About a year ago, while surfing through new additions on rdio, I stumbled on an artist I had never encountered before. That in itself is not unusual, but what surprised me was that the record was so fantastic — there aren’t many fantastic records from the 1970s that haven’t bubbled up to “classic” status over the years. Rodriguez was kind of in the Nick Drake / Tim Buckley vein, but completely off in his own head space. 30 seconds into the first sample, I was engulfed. This guy’s work was on par with the greatest troubadours of his time. How could I never have heard of him?
Turns out I wasn’t alone – very few Americans ever heard Rodriguez during his time (his first record producer jokingly estimates he sold around six copies of the first record in the U.S.) After both of his first records flopped, Sixto Rodriguez returned to construction work and lived out the humble life of another failed musician in Detroit.
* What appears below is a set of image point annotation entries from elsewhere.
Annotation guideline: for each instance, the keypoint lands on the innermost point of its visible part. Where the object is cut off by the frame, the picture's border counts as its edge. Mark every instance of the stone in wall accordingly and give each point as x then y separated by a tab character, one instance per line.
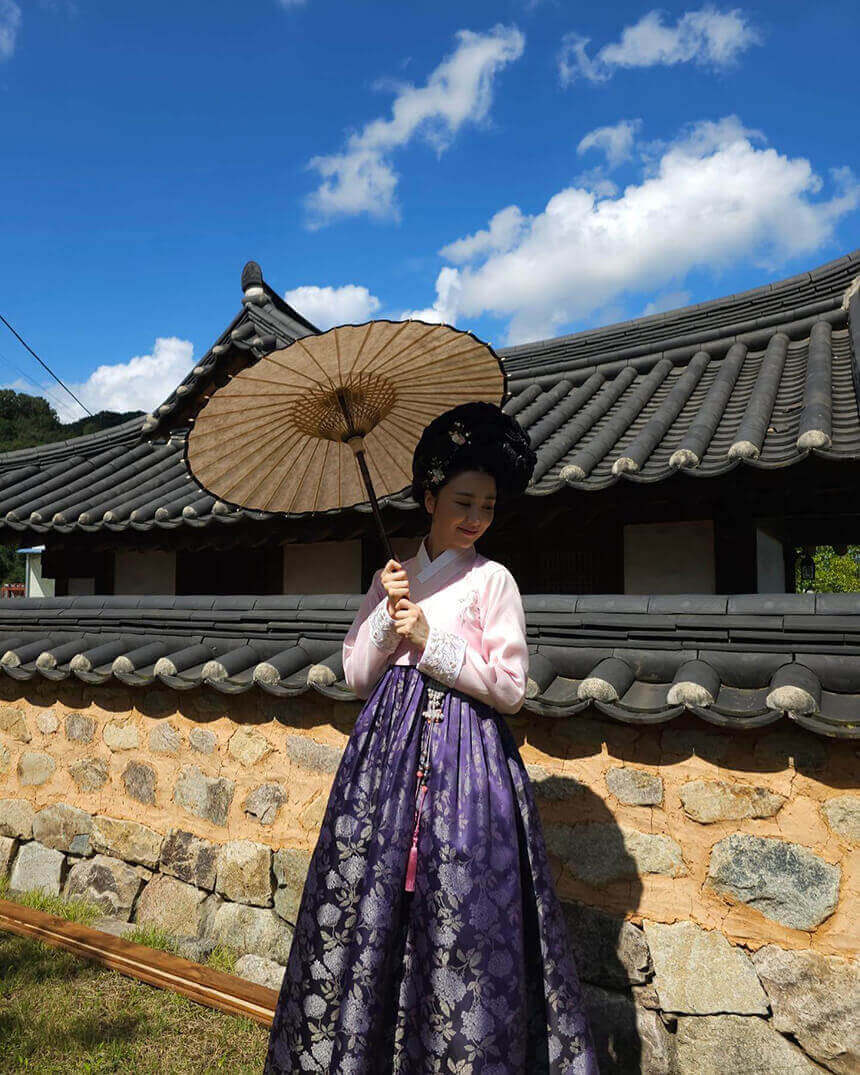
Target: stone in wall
627	1037
13	724
89	774
120	735
80	728
106	882
46	721
717	1044
205	797
309	754
263	803
290	868
785	882
607	950
699	972
189	858
63	828
842	815
263	972
244	873
600	853
248	746
203	741
8	848
634	787
16	818
252	930
127	840
140	782
36	768
311	817
175	907
707	801
38	868
816	999
166	739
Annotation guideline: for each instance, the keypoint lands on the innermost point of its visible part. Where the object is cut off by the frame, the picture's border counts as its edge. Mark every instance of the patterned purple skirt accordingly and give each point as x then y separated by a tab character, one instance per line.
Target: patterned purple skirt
470	973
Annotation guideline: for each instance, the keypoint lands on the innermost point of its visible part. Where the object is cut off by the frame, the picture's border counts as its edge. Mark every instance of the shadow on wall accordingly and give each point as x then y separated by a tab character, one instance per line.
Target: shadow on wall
611	952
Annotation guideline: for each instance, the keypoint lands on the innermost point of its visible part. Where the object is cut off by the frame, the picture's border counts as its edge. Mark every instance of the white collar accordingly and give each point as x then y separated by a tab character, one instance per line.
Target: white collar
428	568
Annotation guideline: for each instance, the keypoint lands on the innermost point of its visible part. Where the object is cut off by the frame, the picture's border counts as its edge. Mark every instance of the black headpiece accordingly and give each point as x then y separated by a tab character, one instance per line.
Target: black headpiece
473	436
Meanwhile, a couple bootleg copies of his records somehow made it to South Africa, where his music became the soundtrack for the young adult revolution against apartheid. “Cold Fact” and “Coming From Reality” became record collection staples of pretty much every South African. “If someone had Beatles and Stones records, they had the Rodriguez records too.” In fact, most South Africans will tell you today that Rodriguez was bigger than the Stones in their country.
Millions of copies of his records sold there, but Rodriguez never knew it. He never saw a dime, and as far he knew, his music career had failed. South Africans, unable to find any information about him whatsoever, constructed a popular mythology about how he had self-immolated on stage.
40 years later, a documentarian and a music journalist living on different continents together unraveled the mystery of his life, tracked him down, and everything changed. Searching for Sugar Man is the story of that unfolding.
The music is amazing, the film is beautiful, and Rodriguez himself is a humble anomaly. As a person, Rodriguez could almost be seen as an embodiment of Buddhistic detachment. He is not bitter, not sad, not suing anyone for damages. He is facing his newfound fame without pomp, and has given away almost all of the money he’s earned since being “discovered.” Put up in a swank hotel one night, he chose to sleep on the sofa so no one would have to be bothered making up the sheets the next morning – that’s just the kind of guy he is.
It’s way past time to get these recordings into your collection, to get his music under your skin, and to watch this movie (which won a ton of best documentary awards last year).
Roger Ebert: [This film] “exists because we need for it to.”